9: The method of claim 8, wherein the tissue section remains adhered to the tissue adhesive substrate through all the steps of the method.

10: The method of claim 5, further comprising applying an electron microscopy contrast agent to the adhered tissue section and imaging the adhered tissue section using electron microscopy.

11: The method of claim 5, further comprising applying an electron microscopy contrast agent to the adhered tissue section prior to contacting the adhered tissue section with one or more fluorescent dye-labeled antibodies and imaging the adhered tissue section using electron microscopy after contacting the adhered tissue section with one or more fluorescent dye-labeled antibodies.

12: A method of using a tissue adhesive substrate comprising:

adhering a tissue section to a tissue adhesive substrate comprising a glass substrate, a silane covalently bound to the glass substrate, and a carbon coating;

contacting the adhered tissue section with one or more electron microscopy contrast agents; and

imaging the adhered tissue section using electron microscopy.

13: An embedded tissue adhesive substrate comprising:

a glass substrate; and

a silane covalently bound to the glass substrate, the silane comprising an aryl or an alkyl moiety, wherein the aryl or alkyl moiety is substituted with a moiety of the formula —NRaRb(Rc)n, where n is 0 or 1; Ra, Rb and Rc are independently H or a C1-C6 alkyl or two of Ra, Rb and Rc are taken together with the nitrogen to which they are attached to form a five or six-membered heterocyclic nitrogen containing ring; and a counterion X— is present when n is 1, wherein the tissue adhesive substrate is capable of retaining an ultrathin tissue section through at least 5 cycles of antibody staining and stripping without discernible damage to the tissue section.

14: The tissue adhesive substrate of claim 13, wherein the silane is 3-aminopropyltrimethoxysilane.

15: The tissue adhesive substrate of claim 13, wherein the silane is deposited on the glass substrate by vapor deposition.

16: The tissue adhesive substrate of claim 13, wherein the silane further comprises a hydroxyl or alkoxy moiety.

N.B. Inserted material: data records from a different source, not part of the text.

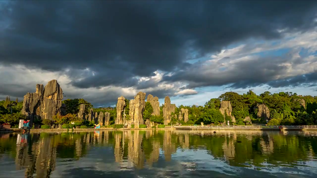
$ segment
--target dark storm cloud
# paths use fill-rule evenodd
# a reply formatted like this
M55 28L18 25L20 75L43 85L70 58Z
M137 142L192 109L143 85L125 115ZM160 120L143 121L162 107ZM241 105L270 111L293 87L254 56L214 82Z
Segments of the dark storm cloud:
M0 27L0 62L53 71L70 67L71 83L80 88L133 86L137 84L131 79L135 75L152 76L157 69L190 68L191 65L184 63L185 60L219 51L239 40L278 38L277 29L304 31L315 25L311 22L316 3L314 1L3 2L0 24L5 25ZM86 68L94 71L94 75L71 72ZM79 76L80 79L74 79ZM222 83L232 82L223 80ZM152 85L146 84L144 87Z
M164 76L163 80L186 82L188 83L186 87L189 89L230 84L233 84L230 87L234 88L254 87L268 82L276 75L284 73L287 67L277 64L287 60L287 58L284 57L273 59L272 56L260 58L230 64L230 69L223 71L212 69L213 65L206 67L200 64L171 76Z

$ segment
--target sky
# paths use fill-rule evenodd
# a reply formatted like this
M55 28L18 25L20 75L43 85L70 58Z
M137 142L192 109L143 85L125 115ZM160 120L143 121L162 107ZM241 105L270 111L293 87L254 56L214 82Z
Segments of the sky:
M317 1L0 1L0 100L53 79L95 107L316 96Z

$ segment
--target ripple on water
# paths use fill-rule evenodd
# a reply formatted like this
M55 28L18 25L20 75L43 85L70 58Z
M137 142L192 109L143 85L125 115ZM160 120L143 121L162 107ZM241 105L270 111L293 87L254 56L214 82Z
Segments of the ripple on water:
M286 133L41 133L18 145L11 134L0 140L0 166L10 177L317 177L315 136Z

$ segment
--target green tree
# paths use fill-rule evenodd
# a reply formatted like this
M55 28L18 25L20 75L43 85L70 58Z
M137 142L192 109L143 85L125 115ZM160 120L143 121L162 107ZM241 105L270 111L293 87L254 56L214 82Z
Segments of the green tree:
M68 99L64 100L63 103L66 105L66 112L72 114L77 114L80 110L80 105L84 104L85 105L85 113L88 114L90 109L93 107L91 103L82 99Z
M164 123L163 117L160 115L152 116L150 118L150 121L159 124Z
M19 120L25 119L26 117L20 113L13 114L6 114L0 116L0 120L5 124L12 125L13 124L17 124Z
M7 109L6 108L0 105L0 115L9 114L9 110Z
M202 118L204 121L209 123L218 124L223 123L224 121L223 116L220 111L214 109L207 110L203 114Z
M143 112L143 119L144 121L147 119L150 119L153 113L153 108L152 107L151 103L149 101L146 101L145 102L145 107Z

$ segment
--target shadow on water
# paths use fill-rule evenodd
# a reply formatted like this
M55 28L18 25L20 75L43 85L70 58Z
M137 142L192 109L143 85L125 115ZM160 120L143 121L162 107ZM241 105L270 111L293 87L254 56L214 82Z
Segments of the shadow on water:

17: The tissue adhesive substrate of claim 16, wherein the silane further comprises a methoxy or ethoxy moiety.

18: The tissue adhesive substrate of claim 13, wherein the silane comprises a C1-C6 alkyl moiety substituted with a moiety of the formula —NRaRb where Ra and Rb are independently H and a C1-C6 alkyl.

19: The tissue adhesive substrate of claim 13, wherein the silane is of the formula (I):

Si(OR¹)₃(R²) (I)

wherein:

each R1 is independently H, a C1-C6alkyl, a bond to the glass substrate, or is taken together with an OR1 moiety from a neighboring silane to provide an ester cross-linked silane multimer; R2 is an aryl or an alkyl moiety, wherein the aryl or alkyl moiety is substituted with a moiety of the formula —NRaRb(Rc)n, where n is 0 or 1; Ra, Rb and Rc are independently H or a C1-C6 alkyl or two of Ra, Rb and Rc are taken together with the nitrogen to which they are attached to form a five or six-membered heterocyclic nitrogen containing ring; and a counterion X— is present when n is 1.

20: The tissue adhesive substrate of 19, wherein R2 is a C1-C6 alkyl substituted with a moiety of the formula —NRaRb(Rc)n, wherein: n is 0 or 1; Ra, Rb and Rc are independently H or a C1-C6 alkyl; and a counterion X— is present when n is 1.